«Память праведного с похвалами», «Честна пред господом смерть преподобных его». Эти слова церковных песнопений, если приложить их к явлениям, сопровождавшим недавнюю кончину М. Н. Каткова, сопричисляют львояростного кормчего «Московских ведомостей» к сонму праведников и навеки вплетают имя его в благоуханный венок преподобных.
Телеграммы со всех концов родины и из центров западной политики, усердно подобранные по графам топографической росписи в последней книжке «Русского вестника», должны как бы воочию напоминать падким на забвение россиянам, что их умерший собрат унес за собою в могилу скорбь лиц, и восседающих на высоте императорского трона и скромно ютившихся под сенью жилищ провинциальных чиновников. Во всяком случае, можно поручиться, что дотоле ни один русский писатель своей смертью не принес столько работы телеграфному ведомству. Сказалась его смерть и на работе железных дорог: из Петербурга в осиротелую Москву не потяготился проехать сам И. Д. Делянов, чтобы над свежей могилой лейб-пестуна и гоф-вдохновителя министра народного просвещения пролить слезу благодарности от муз российского Парнаса, а из Парижа на погост Алексеевского монастыря примчался республиканский монархист Поль Дерулед, сия взлелеянная на Страстном бульваре французская ипостась того самого вольного казака Ашинова, кого венчала скороспелыми лаврами героя XIX века властная, но не всегда разборчивая на хулу и на хвалу рука московского громовержца.
Если эти свежие картины прикинуть к тому, как и на нашей памяти и по живому преданию старины наша вялая и сонная родина провожала в последний путь земли не только Тургенева или Достоевского, но даже Гоголя или Пушкина, то, пожалуй, будущий ее летописец, учитывая в каждом случае степень проявленной ею скорби, по воплям усердных плакальщиц и воздыханиям телеграфных причитальщиков признает кончину Каткова утратой более горестной, чем смерти названных только что ее лучших писателей, а Михаилу Никифоровичу усвоит титул «князя от князей» русской письменности.

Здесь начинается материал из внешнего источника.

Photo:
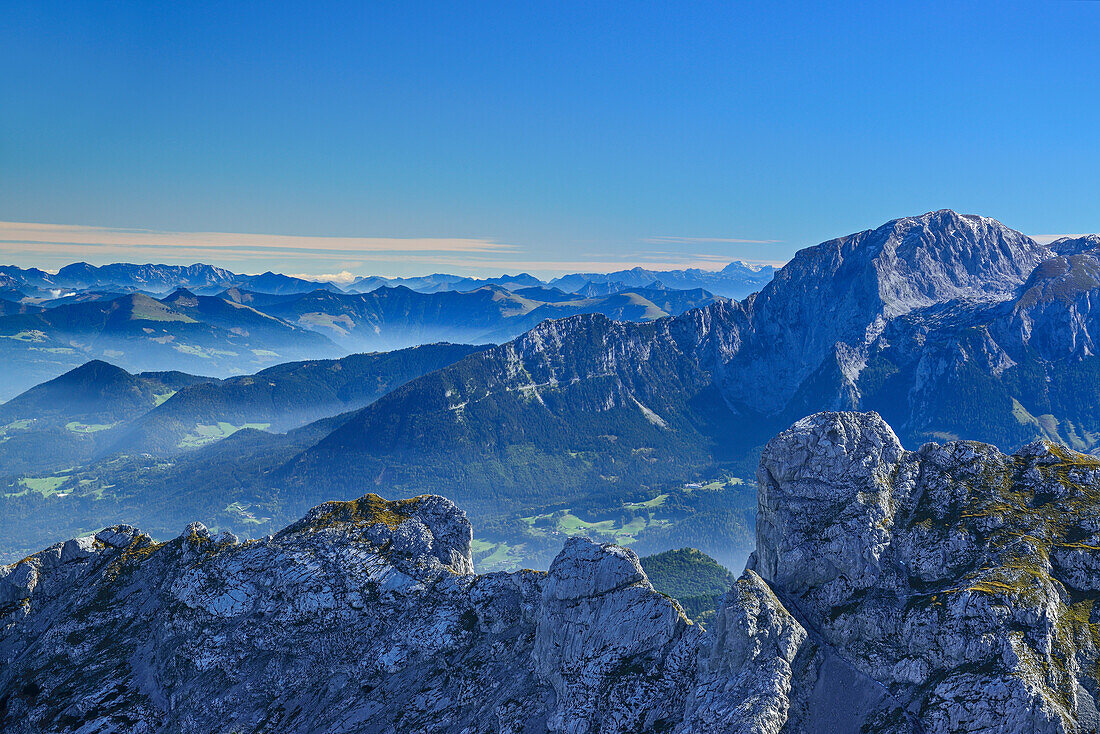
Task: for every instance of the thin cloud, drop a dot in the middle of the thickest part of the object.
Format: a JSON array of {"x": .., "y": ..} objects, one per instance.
[
  {"x": 32, "y": 237},
  {"x": 669, "y": 239},
  {"x": 342, "y": 276},
  {"x": 336, "y": 259}
]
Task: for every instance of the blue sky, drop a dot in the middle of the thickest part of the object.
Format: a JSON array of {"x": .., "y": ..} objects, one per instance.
[{"x": 488, "y": 137}]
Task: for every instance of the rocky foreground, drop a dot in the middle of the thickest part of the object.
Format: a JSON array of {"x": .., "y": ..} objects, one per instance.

Нужно ли говорить, как опрометчиво было бы такое признание, если оценивать писателя не по воплям его осиротелых оруженосцев, а по настоящему весу того, что защищал пером своим писатель.
Что вспомнит каждый из литературного наследия Каткова при первом же упоминании его имени? Конечно, классицизм, ради торжества которого он не только создал на весьма сомнительные приношения Полякова особый Лицей, столь же далекий от афинского, насколько П. М. Леонтьев был не похож на Аристотеля, как бы на этот счет ни судил осиротелый ныне А. И. Георгиевский, но и всю русскую школу от Ревеля до Иркутска и Оренбурга под единообразный колер греко-римского тонкословия. Но от сего «плясали лики» лишь тех чешско-русинских иродов, от усердия которых «сбыстся реченное Иеремией-пророком, глаголющим: ужас в Раме слышан бысть, плач, и рыдание, и вопль мног», раздавшийся в каждой русской семье, над чадами коей с 1877 года, по указке М. Н., творили свои лютые эксерсицы австрийские изверженцы, в гостеприимных складках русской порфиры нашедшие убежище от подчас весьма заслуженной кары венских и пражских полициантов. Не подумал впопыхах каждодневного писания страж монархии и про то, каким удобрением для всходов на монархической ниве явятся ораторы и историки республиканских Афин и Рима, лучшие страницы свои пропитавшие неутомимой ненавистью к тиранам. Он будто не видел, как много дров кладет на костер неизбежной в первую голову из-за его же работы русской революции руками призванных им из-за Карпат бездушных шульмейстеров, беспощадно выбрасывавших на улицу всякого живого юношу, не способного познать сладость Кюнера и мудрость Юлия Цезаря… Фелькеля.